Avellino: Patteggiamento e Possibile Scarcerazione per Enrichetta Clemente, Figlia del Boss Pagnozzi
Enrichetta Clemente, 27 anni, originaria di San Martino Valle Caudina e figlia di Fiore Clemente, noto boss del clan Pagnozzi, si trova a un’importante svolta nella sua vicenda giudiziaria. Il Giudice dell’udienza preliminare del Tribunale di Avellino ha accolto la richiesta di patteggiamento del suo legale, l’avvocato Vittorio Fucci, fissando l’aumento della pena a soli 8 mesi.
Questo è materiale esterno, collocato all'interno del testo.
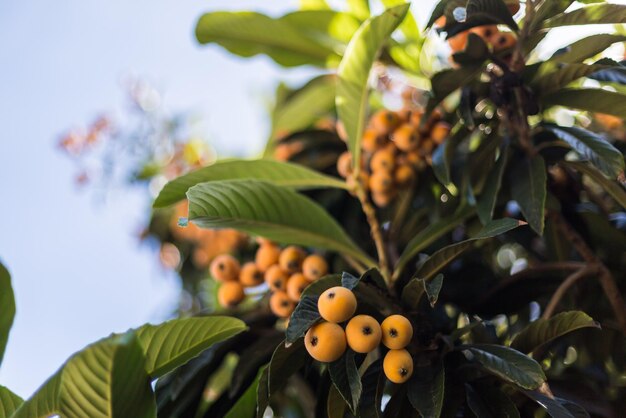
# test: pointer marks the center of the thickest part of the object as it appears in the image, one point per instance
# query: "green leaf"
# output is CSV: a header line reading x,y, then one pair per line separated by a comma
x,y
587,47
345,376
280,173
528,188
591,146
173,343
9,402
107,379
542,331
44,402
488,197
507,364
592,100
271,211
594,14
250,33
7,308
430,234
354,70
426,389
446,255
302,318
609,186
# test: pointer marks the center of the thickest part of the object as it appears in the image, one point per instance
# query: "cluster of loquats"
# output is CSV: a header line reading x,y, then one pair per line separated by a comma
x,y
327,341
285,271
395,146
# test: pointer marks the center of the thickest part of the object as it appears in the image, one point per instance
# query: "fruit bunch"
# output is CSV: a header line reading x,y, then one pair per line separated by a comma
x,y
327,341
285,272
395,146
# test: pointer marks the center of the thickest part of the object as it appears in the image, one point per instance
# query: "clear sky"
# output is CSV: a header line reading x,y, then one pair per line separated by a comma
x,y
78,270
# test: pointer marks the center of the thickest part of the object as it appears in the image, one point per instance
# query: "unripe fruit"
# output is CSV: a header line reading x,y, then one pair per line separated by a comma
x,y
224,268
276,278
383,159
397,332
336,304
344,164
384,121
405,137
314,267
325,342
439,132
281,305
381,181
230,294
250,275
291,258
398,366
266,256
363,334
296,285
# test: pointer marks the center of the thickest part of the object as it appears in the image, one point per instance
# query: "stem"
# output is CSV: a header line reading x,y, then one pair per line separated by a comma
x,y
376,231
564,287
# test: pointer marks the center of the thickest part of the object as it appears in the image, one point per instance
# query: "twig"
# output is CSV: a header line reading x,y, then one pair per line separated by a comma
x,y
564,287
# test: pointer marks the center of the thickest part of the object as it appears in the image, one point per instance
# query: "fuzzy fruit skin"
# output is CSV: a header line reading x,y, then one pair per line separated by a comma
x,y
337,304
397,332
281,305
230,294
296,285
314,267
398,366
325,342
291,258
363,334
276,278
266,256
225,268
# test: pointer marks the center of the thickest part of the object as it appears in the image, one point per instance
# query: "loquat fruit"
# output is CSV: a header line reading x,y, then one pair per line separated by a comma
x,y
314,267
296,285
363,334
250,275
397,332
230,294
325,342
276,278
281,305
290,259
398,366
336,304
224,268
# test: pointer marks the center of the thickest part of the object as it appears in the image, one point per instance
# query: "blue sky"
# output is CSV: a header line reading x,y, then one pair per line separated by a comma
x,y
78,271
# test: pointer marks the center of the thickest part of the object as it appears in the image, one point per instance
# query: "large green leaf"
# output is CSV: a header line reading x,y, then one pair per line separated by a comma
x,y
587,47
430,234
591,146
9,402
7,308
508,364
595,13
280,173
251,33
354,70
426,388
609,186
44,402
528,188
592,100
173,343
108,380
271,211
542,331
446,255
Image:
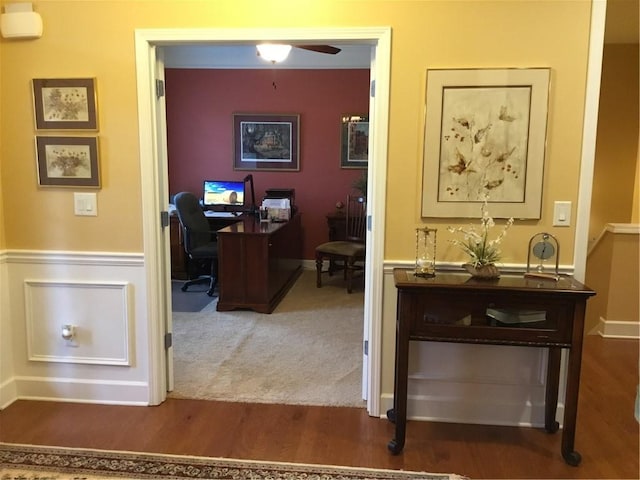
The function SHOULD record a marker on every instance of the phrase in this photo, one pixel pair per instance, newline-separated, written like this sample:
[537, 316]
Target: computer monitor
[223, 195]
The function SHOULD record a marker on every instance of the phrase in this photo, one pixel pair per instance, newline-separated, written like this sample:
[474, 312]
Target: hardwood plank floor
[606, 436]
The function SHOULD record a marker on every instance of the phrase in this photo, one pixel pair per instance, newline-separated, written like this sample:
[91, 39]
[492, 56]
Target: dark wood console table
[258, 263]
[453, 308]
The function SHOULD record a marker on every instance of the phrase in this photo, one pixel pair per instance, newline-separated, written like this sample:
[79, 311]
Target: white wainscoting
[95, 310]
[104, 295]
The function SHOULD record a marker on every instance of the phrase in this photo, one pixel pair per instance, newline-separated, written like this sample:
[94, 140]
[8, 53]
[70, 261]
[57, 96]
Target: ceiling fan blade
[320, 48]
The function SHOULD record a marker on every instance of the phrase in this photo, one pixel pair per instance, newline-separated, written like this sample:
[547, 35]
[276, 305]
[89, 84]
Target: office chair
[346, 253]
[200, 242]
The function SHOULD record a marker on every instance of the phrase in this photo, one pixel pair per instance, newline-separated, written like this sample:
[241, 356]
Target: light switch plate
[561, 214]
[85, 204]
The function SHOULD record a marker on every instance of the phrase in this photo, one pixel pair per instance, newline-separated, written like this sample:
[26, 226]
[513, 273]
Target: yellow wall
[96, 39]
[616, 160]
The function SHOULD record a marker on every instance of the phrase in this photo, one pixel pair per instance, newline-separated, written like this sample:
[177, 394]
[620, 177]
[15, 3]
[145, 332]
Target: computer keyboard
[210, 213]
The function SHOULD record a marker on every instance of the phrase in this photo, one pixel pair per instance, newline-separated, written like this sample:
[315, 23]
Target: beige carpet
[308, 351]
Questo risultato potrebbe portare a una sorprendente scarcerazione, considerando l’intensità della condanna iniziale.
La prima fase di questa intricata storia si colloca nel dicembre 2024, quando si avvia l’operazione “Black Monday”. Le indagini, condotte dalle forze dell’ordine, rivelano un fiorente traffico di stupefacenti nel cuore di San Martino Valle Caudina, con la Clemente al centro di un’organizzazione familiare dedicata allo spaccio. Secondo le ricostruzioni della Procura, mesi di intercettazioni e perquisizioni hanno fornito un quadro probatorio solido, evidenziando una media di quaranta accessi giornalieri presso la sua abitazione.
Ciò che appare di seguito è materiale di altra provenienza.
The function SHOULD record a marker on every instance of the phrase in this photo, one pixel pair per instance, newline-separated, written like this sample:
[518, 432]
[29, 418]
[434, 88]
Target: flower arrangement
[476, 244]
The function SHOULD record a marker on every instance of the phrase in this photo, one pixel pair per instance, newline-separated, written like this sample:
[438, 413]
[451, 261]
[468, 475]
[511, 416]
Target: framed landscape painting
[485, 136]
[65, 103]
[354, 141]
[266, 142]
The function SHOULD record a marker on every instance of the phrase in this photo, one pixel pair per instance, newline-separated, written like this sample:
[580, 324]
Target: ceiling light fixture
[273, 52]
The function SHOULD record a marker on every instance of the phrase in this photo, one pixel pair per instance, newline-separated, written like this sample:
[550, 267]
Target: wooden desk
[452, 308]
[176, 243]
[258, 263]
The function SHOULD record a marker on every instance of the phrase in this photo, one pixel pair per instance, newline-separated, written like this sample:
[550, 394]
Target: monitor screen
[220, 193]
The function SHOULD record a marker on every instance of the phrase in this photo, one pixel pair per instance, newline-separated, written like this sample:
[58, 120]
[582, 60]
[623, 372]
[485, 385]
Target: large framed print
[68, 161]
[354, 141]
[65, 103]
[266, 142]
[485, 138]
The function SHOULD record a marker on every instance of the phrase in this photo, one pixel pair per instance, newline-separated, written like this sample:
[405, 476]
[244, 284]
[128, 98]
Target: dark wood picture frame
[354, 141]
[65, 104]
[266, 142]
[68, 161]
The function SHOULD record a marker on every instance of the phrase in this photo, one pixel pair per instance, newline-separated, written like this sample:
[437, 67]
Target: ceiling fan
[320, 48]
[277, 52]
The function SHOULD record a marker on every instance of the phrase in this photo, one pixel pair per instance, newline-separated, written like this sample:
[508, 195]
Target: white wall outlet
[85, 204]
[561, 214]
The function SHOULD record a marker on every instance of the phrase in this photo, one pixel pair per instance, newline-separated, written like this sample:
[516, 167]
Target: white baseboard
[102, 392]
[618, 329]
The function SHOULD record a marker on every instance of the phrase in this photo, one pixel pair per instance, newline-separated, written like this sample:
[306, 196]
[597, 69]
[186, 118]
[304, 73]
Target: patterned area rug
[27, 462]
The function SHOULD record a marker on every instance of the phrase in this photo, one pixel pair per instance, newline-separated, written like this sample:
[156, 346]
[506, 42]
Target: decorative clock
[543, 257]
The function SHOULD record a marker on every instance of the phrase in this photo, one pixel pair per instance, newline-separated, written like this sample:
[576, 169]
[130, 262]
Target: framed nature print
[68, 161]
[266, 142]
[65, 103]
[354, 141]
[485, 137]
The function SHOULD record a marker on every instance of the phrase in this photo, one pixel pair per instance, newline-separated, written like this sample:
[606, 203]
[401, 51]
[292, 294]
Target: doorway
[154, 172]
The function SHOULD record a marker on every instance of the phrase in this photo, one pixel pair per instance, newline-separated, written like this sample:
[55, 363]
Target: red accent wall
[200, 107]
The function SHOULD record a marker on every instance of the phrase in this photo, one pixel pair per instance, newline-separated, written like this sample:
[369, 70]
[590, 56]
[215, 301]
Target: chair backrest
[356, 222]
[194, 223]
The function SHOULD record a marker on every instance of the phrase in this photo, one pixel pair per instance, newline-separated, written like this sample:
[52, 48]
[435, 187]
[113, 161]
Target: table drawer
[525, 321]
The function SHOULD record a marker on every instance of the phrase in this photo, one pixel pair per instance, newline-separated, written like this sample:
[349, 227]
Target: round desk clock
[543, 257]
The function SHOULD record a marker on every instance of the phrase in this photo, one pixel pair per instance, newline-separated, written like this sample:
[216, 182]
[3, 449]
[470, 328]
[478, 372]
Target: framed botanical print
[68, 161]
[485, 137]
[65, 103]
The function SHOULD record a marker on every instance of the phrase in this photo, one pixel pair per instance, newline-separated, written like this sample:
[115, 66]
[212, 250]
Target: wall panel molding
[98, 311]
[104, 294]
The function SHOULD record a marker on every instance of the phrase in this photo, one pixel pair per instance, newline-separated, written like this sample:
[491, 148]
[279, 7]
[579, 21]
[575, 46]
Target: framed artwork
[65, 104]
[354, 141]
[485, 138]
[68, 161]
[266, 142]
La situazione si complica quando, durante la detenzione domiciliare, la Clemente risulta coinvolta in nuove violazioni. Accertamenti da parte delle forze dell’ordine confermano continui traffici illeciti, costringendo le autorità a trasferirla in carcere. Con l’accusa di cinque episodi di spaccio e reiterate evasioni, il peso della sua posizione legale si fa ancor più gravoso.
A fronte di tale scenario, l’avvocato Fucci ha avviato una strategia difensiva con l’obiettivo di ridurre le condanne. Un significativo passo avanti si è avuto con la Corte d’Appello di Napoli, che ha riformato la sentenza originaria, riducendo la pena a 4 anni e 9 mesi.
Nell’udienza recente, il tentativo di patteggiamento ha avuto successo: il giudice ha riconosciuto l’istituto della continuazione tra i reati già commessi e le nuove imputazioni, limitando l’aggravamento della pena a 8 mesi. Questo porta il residuo di pena di Enrichetta Clemente a circa 3 anni e 4 mesi, un limite che apre a misure alternative alla detenzione.
Nei prossimi giorni, è prevista la presentazione di un’istanza di scarcerazione da parte della difesa. Contestualmente, l’avvocato Fucci potrebbe decidere di presentare ricorso in Cassazione per ulteriori riduzioni di pena. La situazione di Enrichetta Clemente rimane dunque in evoluzione, segnalando la complessità dei procedimenti legali legati ad ambienti di camorra.
L’attenzione rimane alta mentre le indagini e le decisioni legali si susseguono, riflettendo le dinamiche di un contesto criminale intricato e in continua trasformazione.